5. Mini-Weber Smoker
This is less of a purchasable tool and one that I actively created from odds/ends, but it is also something I have come to love again during the quarantine. I built this smoker about 8 years ago from a mini-weber grill and a tamale pot, using a tutorial like this one. It has made it through two moves, and innumerable rain/snowstorms.
Over the past few years, I have used it less and less, especially after I acquired a larger Texas-style barrel smoker that I use to cook briskets and cater parties. Despite my love for my barrel smoker, it is a pretty wasteful use of resources when I’m only cooking for myself/my family. Thankfully, my trusty mini-weber uses far less fuel and because it’s a charcoal smoker, instead of a stick-burner, it’s much easier to set it and forget it.

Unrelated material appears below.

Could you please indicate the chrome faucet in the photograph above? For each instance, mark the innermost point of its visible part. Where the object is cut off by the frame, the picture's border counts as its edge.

Though I love brisket, it’s not the best cut for a family dinner, it takes way too long, and it’s a ton of meat. Luckily I can finish a 5# pork shoulder in 6-8 hours on my mini-weber and it’s the perfect size for dinner as well as a goodly amount of leftovers for the next day. This smoker is also the perfect size for a pack of chicken thighs which only take 2-3 hours from start to finish.
These day’s I love to light up my smoker on my day’s off, I get to spend time outside in the yard working on the many projects I’ve been planning for the past few years and I can keep an eye on my pit all along without having to worry about constantly feeding the fire.
While the pandemic has been frustrating, to say the least, and we all mourn the loss of our old normal, it has definitely offered a lot of new experiences, closer to home that I am incredibly thankful for.
What tools or dishes have become mainstay’s in your house since the pandemic? Let me know in the comments, I’m always looking for new recipes and gadgets!